The key to your privacy and safety is to look for clues before you click on any email link. And once you hone your detection skills, you may find that cyber sleuthing is fun. Here are six ways to spot phishing emails:
- Does it promise something sensational? There really is no such thing as a free lunch. The government, Nigerian princes, banks . . . none of them are really handing out money by email.
- Does it make threats? The IRS will not threaten you by email, nor will courts send email threats about jury duty. If you’re not sure, look up the IRS web site (NOT by clicking links in the suspicious email), call them up, and ask.
- Did you initiate it? Don’t click on a link to track a shipment for something you didn’t order.
- Does it say “Bulk” in the subject line. Phishers send out thousands of emails counting on some small percentage of people to open them and take the bait.
- Is the domain name (the part after the “@” sign) in the email real? If you stop and look, you’ll find that there may be extra letters or other misspellings in what may look like the domain name of a legitimate organization.
- Is the URL behind the link legit? There may be misspellings here, or a strange URL may be hidden behind linked text, but you can see it by hovering over the link with your mouse before clicking through.

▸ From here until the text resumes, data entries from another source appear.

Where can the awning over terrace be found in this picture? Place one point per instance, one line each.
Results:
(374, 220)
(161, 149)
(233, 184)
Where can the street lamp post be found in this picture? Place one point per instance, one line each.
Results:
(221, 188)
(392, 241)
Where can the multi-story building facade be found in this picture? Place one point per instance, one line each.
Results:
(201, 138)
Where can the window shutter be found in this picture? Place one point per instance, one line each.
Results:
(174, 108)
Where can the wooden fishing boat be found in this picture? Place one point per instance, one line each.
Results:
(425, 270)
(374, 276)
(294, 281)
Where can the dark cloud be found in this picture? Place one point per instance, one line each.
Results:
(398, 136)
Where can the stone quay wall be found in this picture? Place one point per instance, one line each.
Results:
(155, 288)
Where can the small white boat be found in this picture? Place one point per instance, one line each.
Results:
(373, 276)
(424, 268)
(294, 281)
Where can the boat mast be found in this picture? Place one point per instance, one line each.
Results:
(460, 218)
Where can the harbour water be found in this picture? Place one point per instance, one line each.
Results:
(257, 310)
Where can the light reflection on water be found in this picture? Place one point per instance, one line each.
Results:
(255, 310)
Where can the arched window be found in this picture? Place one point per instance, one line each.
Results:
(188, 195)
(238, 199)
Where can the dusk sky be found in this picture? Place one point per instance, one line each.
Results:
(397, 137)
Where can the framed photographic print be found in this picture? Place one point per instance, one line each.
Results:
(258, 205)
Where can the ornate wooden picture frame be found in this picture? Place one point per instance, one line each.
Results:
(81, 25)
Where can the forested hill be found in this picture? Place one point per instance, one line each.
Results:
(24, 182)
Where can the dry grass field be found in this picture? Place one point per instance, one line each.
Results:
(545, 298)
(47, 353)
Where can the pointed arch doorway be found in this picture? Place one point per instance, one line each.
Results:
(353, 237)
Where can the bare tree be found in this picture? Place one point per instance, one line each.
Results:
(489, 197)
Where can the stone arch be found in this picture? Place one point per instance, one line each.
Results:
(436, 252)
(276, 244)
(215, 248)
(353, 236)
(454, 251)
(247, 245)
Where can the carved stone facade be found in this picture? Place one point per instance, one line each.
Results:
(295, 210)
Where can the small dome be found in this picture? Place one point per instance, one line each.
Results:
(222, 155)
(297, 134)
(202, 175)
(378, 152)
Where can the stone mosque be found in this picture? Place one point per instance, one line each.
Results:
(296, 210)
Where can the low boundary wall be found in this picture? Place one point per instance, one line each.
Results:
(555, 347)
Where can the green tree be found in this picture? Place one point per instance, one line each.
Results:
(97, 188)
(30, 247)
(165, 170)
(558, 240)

Here’s an actual email that showed up in our inbox. Let’s apply our sleuthing skills.
First of all, the offer is sensational and unsolicited. No one is going to give you $10,000 overnight, and certainly not without receiving a loan application. Second, the sender is unknown. The “Approval Department” of what? There’s no business logo, and if we enter the sender’s domain name, www.tastestree.com, in a browser window, we get a Server Not Found error. The subject line also contains “Bulk,” and when we hovered over the link in the message, we found it linked to a site called fouryellow.net, which is not a business or bank.